Sansón guardó silencio, no sabiendo cómo responder a lo que para Julie resultaba totalmente natural. Al fin respondió, con una amplia sonrisa:
—Señorita, me llamo Louis Auguste Cyparis y creo que mi nombre completo ya es más de lo que mis patrones han sabido nunca de mí. No por discreción, sencillamente porque a nadie le importó nunca.
Julie le miró con un gesto de incredulidad que animó a Sansón a seguir hablando.
—Nací aquí, en Saint Pierre, pero mi madre era de Dominica. Ella nació esclava en una plantación de caña y luego, cuando la abolición, siguió viviendo más o menos igual que antes, es decir, pobre. Mi padre era del norte, de Caravelle, y tengo cuatro hermanas, todas casadas y con hijos, nueve sobrinos. Ese soy yo, para lo que precise de mí. Puede usted llamarme como guste, nadie me ha preguntado nunca cómo quiero que me llamen y menos aún una señorita blanca como usted. Si le agrada Sansón, a mí no me molesta, incluso me gusta porque parezco más grande y más fuerte de lo que realmente soy.
—Pues siendo así, por favor, no me vuelvas a llamar señorita, yo soy Julie.
—¡No! —exclamó poniéndose serio súbitamente—. Eso no puedo hacerlo. Si yo la llamase por su nombre, en toda la isla creerían cosas indecentes. No puedo hacerlo, por favor, no me obligue.
Julie recordó que las reglas con las que se organizaba la sociedad de Saint Pierre nada tenían que ver con las que dejara en Cherburgo. Debía aceptarlas so pena de causarse problemas a sí misma y a quienes la rodeaban. Sansón era hijo de esclavos, y ella una señorita que pronto conocería a los hacendados más ricos de la isla, a los antiguos amos de esos mismos esclavos. Aunque ella odiase diferenciar a las personas por su clase social o por el color de su piel, no podía desconocer aquellas normas básicas.
—Gracias por el consejo, Sansón, pero te pido que cuando estemos en casa y no haya nadie que pueda oírte, me llames Julie.
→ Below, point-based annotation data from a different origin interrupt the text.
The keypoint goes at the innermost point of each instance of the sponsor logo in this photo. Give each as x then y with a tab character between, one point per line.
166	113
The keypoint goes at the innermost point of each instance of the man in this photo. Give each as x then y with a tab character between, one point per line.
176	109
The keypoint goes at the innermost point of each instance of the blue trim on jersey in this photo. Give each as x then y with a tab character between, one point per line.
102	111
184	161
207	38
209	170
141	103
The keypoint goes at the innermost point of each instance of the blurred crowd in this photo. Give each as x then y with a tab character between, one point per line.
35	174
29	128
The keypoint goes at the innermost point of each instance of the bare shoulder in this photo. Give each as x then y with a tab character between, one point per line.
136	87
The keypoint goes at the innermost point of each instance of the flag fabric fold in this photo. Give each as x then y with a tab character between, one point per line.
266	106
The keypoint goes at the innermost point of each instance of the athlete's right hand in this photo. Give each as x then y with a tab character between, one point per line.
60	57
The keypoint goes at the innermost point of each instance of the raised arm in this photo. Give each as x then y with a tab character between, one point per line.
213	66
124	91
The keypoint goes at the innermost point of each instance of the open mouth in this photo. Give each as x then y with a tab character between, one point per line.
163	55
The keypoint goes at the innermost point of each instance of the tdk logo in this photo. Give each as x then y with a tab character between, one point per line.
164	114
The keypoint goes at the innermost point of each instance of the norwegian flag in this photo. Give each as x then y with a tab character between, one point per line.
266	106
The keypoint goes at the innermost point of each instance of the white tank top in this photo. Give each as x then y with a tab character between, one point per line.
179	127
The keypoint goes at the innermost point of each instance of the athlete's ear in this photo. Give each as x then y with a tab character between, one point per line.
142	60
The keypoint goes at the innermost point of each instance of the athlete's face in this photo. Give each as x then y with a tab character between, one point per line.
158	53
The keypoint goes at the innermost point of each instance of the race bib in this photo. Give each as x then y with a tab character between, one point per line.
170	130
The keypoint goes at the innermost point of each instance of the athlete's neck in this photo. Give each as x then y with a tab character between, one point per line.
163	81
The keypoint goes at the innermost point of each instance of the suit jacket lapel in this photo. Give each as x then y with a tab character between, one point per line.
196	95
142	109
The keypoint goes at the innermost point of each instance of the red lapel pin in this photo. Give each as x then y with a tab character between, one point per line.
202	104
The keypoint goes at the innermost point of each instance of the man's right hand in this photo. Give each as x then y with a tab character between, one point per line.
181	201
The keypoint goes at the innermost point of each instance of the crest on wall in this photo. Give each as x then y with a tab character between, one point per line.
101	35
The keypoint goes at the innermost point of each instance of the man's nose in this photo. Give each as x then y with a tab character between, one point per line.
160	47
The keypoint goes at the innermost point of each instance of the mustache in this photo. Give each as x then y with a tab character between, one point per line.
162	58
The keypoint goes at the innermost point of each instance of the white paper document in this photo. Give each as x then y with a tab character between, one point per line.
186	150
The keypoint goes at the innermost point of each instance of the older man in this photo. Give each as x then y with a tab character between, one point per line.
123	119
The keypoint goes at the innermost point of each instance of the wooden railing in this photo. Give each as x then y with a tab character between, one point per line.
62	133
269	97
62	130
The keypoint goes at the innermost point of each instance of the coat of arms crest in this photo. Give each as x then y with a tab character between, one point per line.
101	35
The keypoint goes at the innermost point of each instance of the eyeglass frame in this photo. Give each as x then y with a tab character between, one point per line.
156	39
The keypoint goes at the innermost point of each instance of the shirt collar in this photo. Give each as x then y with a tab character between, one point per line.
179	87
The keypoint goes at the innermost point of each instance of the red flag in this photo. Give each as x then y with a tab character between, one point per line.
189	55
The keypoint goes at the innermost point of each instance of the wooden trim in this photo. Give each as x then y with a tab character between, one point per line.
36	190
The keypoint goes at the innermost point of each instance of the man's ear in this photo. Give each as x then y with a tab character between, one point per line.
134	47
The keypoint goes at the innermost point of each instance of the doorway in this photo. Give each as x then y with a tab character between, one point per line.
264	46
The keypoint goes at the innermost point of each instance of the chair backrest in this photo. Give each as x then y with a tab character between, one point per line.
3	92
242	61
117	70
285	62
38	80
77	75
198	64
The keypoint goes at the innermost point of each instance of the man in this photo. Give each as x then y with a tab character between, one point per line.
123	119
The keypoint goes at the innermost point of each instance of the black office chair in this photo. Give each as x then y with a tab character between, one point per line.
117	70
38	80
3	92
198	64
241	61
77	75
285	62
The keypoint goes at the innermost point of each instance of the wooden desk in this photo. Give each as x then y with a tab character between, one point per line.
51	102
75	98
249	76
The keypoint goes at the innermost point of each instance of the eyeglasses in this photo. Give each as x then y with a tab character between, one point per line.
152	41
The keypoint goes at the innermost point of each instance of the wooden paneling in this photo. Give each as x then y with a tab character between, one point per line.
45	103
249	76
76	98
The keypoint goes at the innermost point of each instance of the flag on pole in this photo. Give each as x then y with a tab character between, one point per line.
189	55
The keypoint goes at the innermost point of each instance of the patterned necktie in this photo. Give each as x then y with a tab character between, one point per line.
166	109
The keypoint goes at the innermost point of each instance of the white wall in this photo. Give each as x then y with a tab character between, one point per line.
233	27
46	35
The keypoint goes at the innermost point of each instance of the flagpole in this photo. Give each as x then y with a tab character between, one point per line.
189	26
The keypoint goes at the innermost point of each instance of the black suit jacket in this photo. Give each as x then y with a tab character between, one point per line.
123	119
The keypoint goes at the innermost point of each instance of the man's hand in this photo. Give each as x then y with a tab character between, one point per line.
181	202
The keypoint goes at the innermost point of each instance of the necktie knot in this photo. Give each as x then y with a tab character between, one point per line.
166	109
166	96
Solo en la calle o delante de las visitas haz lo que creas conveniente.
—Conforme, señorita... quiero decir... Julie. —Y se detuvo escuchando el sonido de aquel nombre pronunciado por sus labios, como una oración nueva aprendida en la iglesia.
Tomó las herramientas y se volvió a la estantería. Arregló con pericia la tabla desclavada y observó como la joven colocaba cuidadosamente la hilera de libros.
—Ahora ya está todo aquí —dijo Sansón a modo de despedida.
—No todo. —Sonrió la joven—. ¿Sabes lo que más extraño?
—No lo sé... ¿a su novio?
Julie rompió a reír a grandes carcajadas.
—En el colegio Champagnard solo había chicas y monjas, no dejé ningún novio. —Y, cuando cesó la risa, añadió—: A quien de verdad echo de menos es a una gata mimosa y holgazana que se me enroscaba entre las piernas cuando caminaba por la casa.
—¿Una gata? —balbució Sansón, rompiendo también a reír.
—Sí, pero no una gata cualquiera, yo creo que era una marquesa entre las gatas.
—Pues descuide usted... Julie, que en la Martinica hay gatos que por lo menos son coroneles del ejército. Deje eso en mis manos.